It was twelve years ago now that I seriously contemplated driving my car into the center divider of the 105 freeway. I was crying, I was tired, and I had no idea why I felt this way. A million thoughts raced through my head. I didn’t call anyone to ask for help, I held on to the steering wheel tightly, and I wondered if anybody would care if I was gone. Would anybody come to my bedside if I survived and was rushed to the hospital? Would the people who hadn’t checked on me in a long time suddenly care how I was doing? The only thing that stopped me was the worry that I would hurt someone else in the process. I composed myself and got myself home somehow.
I didn’t tell anybody how I felt that night – not even my boyfriend at the time. This wasn’t the first time that I felt that way and it wasn’t the last. I thought I was crazy and even though my life was mostly okay, there was a dark cloud looming over me and I ignored it for as long as I could. That time on the 105 was the closest I ever came to actually following through. What was I to do? I could only imagine what would have happened if I shared this with anyone in my life. They would have freaked out and maybe sent me away. They would have thought I was nuts.
I sought therapy. I had only been twice before in college and I quit after I accidentally missed an appointment and was too afraid to face the therapist again. In my first session with the new therapist – she explained to me that our conversations were confidential. The only exceptions to that confidentiality were any bits of information that I shared about wanting to harm myself or someone else. So I didn’t tell her. I did tell her that I struggled with motivation. I told her that, even though I had a really bubbly personality, I didn’t have a lot of joy for life. I didn’t like looking at myself in the mirror. I told her everything except the really dark stuff. She suggested that I request a prescription for Prozac from my primary care physician.
What would my family think? Would they know that something was wrong? Would they start to ask questions? I started taking the Prozac and nobody questioned it. Nobody asked me what was wrong. I went from having a million feelings to having no feelings at all. I became a zombie. It was worse than the depression and so I stopped taking the pills and didn’t tell anyone. Nobody really cared that I was taking them – so nobody would care if I stopped.
Years went by and the depression would come in waves. There were weeks where I’d feel fine and then it would hit again. I quit taking birth control at 25 years old – after six years and that helped tremendously. I was able to look in the mirror without completely loathing myself. But the depression and the anxiety would still come to the surface.
One night – I got invited to a friend’s graduation party. I was newly single, so I walked around talking to different groups of people, not worrying about having to tend to a date. A guy around my age with a really big mustache pulled out a joint. I had never smoked weed before. In fact, until that night, I was utterly terrified by it. I never allowed people to smoke at my parties and if I found out that someone was a stoner – I pretty much stopped associating with them. This night was different. This guy was really nice and the group that he was standing with was so warm and kind to me. He asked me if I wanted some and I said yes. I couldn’t believe it, honestly. I explained to him that I had never smoked before and he coached me through it. He let me know how important it was that I respect marijuana and never abuse it. That night – I experienced a joy that I hadn’t felt maybe ever. I felt balanced, happy, and full of life. I looked in the mirror and I liked the person staring back at me.

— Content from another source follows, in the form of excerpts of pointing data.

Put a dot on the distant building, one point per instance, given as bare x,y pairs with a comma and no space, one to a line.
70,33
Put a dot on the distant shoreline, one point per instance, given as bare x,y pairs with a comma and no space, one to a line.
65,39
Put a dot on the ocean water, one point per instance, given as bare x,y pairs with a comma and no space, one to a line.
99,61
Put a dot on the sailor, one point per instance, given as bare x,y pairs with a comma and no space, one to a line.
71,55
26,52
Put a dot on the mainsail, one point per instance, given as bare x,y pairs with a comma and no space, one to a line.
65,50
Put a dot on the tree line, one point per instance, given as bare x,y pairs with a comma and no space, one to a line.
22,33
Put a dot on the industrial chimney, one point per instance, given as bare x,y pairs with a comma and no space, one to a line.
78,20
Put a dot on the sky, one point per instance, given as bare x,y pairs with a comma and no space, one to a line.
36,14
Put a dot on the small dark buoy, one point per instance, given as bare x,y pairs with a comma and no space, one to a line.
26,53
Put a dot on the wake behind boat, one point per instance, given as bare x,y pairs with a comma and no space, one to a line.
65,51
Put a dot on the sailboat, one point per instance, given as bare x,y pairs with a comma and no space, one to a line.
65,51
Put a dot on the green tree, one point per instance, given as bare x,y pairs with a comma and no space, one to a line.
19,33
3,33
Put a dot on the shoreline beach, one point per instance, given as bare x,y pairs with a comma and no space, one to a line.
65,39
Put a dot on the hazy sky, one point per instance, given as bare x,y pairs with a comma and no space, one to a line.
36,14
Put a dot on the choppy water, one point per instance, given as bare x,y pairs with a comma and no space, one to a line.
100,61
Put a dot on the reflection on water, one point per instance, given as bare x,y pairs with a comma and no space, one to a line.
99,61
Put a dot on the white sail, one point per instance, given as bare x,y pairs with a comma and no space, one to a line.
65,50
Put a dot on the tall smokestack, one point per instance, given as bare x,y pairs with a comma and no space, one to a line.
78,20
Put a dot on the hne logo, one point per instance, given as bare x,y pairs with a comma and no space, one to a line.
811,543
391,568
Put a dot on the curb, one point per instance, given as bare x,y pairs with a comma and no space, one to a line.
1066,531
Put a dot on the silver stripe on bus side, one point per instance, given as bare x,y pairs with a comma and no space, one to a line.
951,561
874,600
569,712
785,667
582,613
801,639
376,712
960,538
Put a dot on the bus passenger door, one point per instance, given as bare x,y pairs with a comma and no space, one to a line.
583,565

That night changed my life forever. I don’t always share with people that I medicate my depression with weed because some people don’t understand. I grew up in an environment that shamed that type of behavior. Prozac, ok. Alcohol, ok. Weed, absolutely not. So I hid it for years. And I still feel ashamed sometimes. I still worry that people will judge me. But how will people ever know any better- if they don’t educate themselves? How will the stigma be removed if people like me don’t speak up and say – I’m alive because I found something that made it easier for me to exist.
I found something that makes me want to get up and go. It makes my laughter genuine. It has opened up a part of my personality that is so warm and accepting. It makes everything more beautiful and why would I go towards the darkness when I can stay in the light? Thank you for reading this far. I wanted to write this because I don’t want to hide this about myself anymore. This one is for those of us living in the shadows – hoping nobody will see the hurt little child in us. We can always choose happiness.